Many people in Hurricane Sandy’s wake have lost thousands of dollars worth of property, if not more. However, these people can expect some relief from the IRS. Victims of catastrophic loss are eligible for a tax deduction for property loss that was “sudden, unexpected, or unusual.” This deduction applies to all U.S. taxpayers, not just those affected by natural disasters like Hurricane Sandy.
Because catastrophic loss covers potentially any unexpected or unusual loss, a financial or tax law expert should be consulted to determine eligibility for the deduction. However, in most cases whether an event can be classified under the deduction is pretty obvious. Storms or fire damages are common reasons why a person may claim a catastrophe deduction. However, if you live in the desert and your home burns down because you were recklessly playing with with fire, it is less likely that you will be able to deduct fire damage.

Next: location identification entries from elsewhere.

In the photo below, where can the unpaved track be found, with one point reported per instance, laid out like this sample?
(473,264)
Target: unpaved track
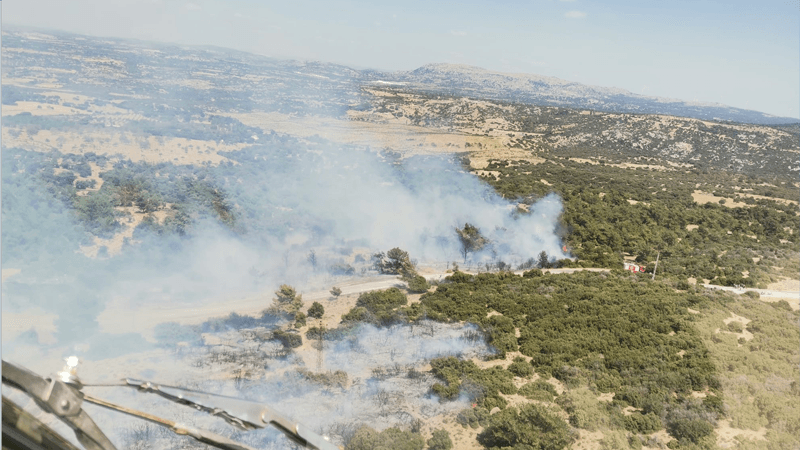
(767,295)
(120,318)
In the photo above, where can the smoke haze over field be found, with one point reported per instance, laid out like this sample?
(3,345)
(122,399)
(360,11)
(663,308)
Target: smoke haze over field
(287,197)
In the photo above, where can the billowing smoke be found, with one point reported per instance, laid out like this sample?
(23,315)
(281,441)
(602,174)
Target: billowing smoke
(288,198)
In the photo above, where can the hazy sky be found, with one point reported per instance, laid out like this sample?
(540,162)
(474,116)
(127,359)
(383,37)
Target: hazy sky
(740,53)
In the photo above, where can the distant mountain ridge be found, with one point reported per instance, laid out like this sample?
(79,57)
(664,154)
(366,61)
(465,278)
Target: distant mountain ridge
(457,79)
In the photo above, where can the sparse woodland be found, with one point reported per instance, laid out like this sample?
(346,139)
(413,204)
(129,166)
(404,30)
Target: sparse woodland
(661,363)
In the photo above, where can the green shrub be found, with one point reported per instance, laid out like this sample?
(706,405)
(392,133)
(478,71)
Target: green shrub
(532,426)
(418,284)
(538,390)
(365,438)
(440,440)
(642,423)
(291,340)
(380,301)
(735,327)
(473,417)
(521,367)
(316,311)
(690,430)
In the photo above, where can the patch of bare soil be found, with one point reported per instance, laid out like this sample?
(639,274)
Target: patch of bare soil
(785,285)
(728,437)
(588,440)
(744,321)
(114,244)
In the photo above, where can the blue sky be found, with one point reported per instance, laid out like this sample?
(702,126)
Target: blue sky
(740,53)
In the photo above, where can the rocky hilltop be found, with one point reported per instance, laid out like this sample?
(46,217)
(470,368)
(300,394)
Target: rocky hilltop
(472,81)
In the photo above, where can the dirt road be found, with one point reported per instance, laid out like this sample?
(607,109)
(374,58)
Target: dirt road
(767,295)
(121,318)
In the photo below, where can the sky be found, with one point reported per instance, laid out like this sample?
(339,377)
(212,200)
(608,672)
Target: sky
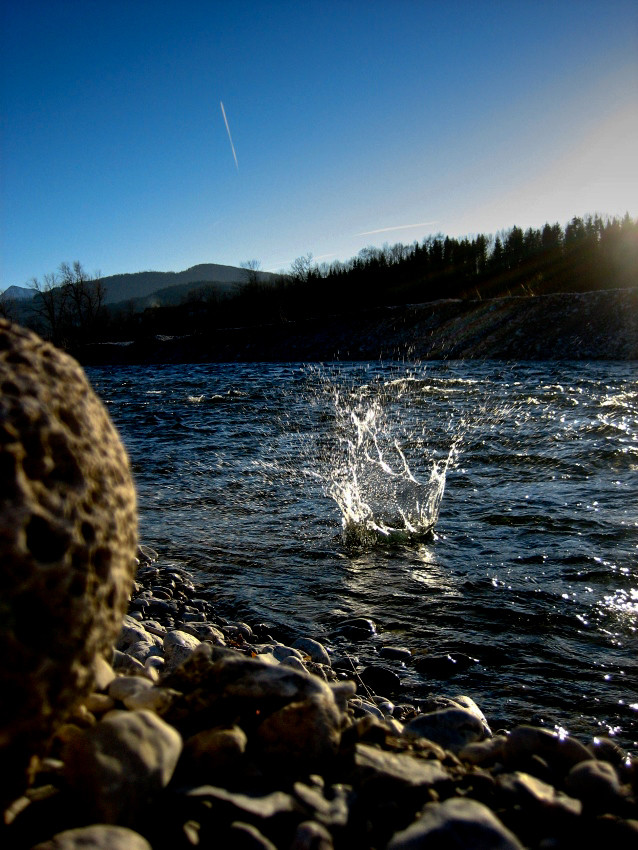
(344,124)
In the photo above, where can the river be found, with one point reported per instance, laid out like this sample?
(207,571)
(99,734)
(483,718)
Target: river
(482,508)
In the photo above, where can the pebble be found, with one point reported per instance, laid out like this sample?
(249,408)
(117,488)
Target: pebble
(451,728)
(125,686)
(397,653)
(178,646)
(118,766)
(443,666)
(380,679)
(541,796)
(315,650)
(261,733)
(357,629)
(560,752)
(311,835)
(594,782)
(463,824)
(96,837)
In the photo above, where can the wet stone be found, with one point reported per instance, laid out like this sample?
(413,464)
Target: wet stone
(451,728)
(178,646)
(117,767)
(315,650)
(98,837)
(124,663)
(397,653)
(214,753)
(124,686)
(458,823)
(312,836)
(244,836)
(531,792)
(595,783)
(443,666)
(282,653)
(357,629)
(393,772)
(380,679)
(561,753)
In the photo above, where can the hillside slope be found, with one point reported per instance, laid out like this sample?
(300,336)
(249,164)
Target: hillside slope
(582,326)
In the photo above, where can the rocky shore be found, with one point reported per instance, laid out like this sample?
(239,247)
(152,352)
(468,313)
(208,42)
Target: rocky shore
(564,326)
(207,732)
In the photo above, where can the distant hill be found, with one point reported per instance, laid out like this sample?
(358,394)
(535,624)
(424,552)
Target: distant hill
(144,289)
(19,293)
(125,287)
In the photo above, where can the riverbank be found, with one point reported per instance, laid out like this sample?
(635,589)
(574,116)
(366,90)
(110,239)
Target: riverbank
(209,731)
(566,326)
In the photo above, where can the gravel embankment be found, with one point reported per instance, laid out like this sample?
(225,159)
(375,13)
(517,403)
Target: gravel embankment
(211,733)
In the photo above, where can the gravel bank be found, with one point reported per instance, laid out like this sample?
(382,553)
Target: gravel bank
(207,732)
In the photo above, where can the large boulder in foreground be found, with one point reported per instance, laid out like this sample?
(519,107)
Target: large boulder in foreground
(68,538)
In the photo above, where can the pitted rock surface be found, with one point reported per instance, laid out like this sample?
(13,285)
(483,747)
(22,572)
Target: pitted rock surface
(68,537)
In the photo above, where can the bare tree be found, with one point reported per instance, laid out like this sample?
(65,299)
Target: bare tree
(251,268)
(68,303)
(85,296)
(301,267)
(48,305)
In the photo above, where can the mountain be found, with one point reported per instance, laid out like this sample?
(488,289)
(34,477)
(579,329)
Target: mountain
(126,287)
(19,293)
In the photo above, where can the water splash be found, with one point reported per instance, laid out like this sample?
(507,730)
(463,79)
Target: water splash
(383,495)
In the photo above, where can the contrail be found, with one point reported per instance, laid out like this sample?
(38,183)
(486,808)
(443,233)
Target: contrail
(400,227)
(230,138)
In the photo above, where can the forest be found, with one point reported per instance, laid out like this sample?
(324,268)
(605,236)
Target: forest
(589,253)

The catastrophic loss deduction will not be useful if you do not itemize your deductions. Catastrophic loss deductions are also limited to amounts above 10% of your adjusted gross income (AGI). This means that if your AGI is approximately $100,000; you would have had to lose more than $10,100 in order to claim a deduction. The deduction also only counts for property loss not covered by insurance.
Finally, this deduction is not a tax credit, which can be used to reduce taxes dollar for dollar. The deduction only reduces the amount of taxable income, which is a used in calculating how much you owe.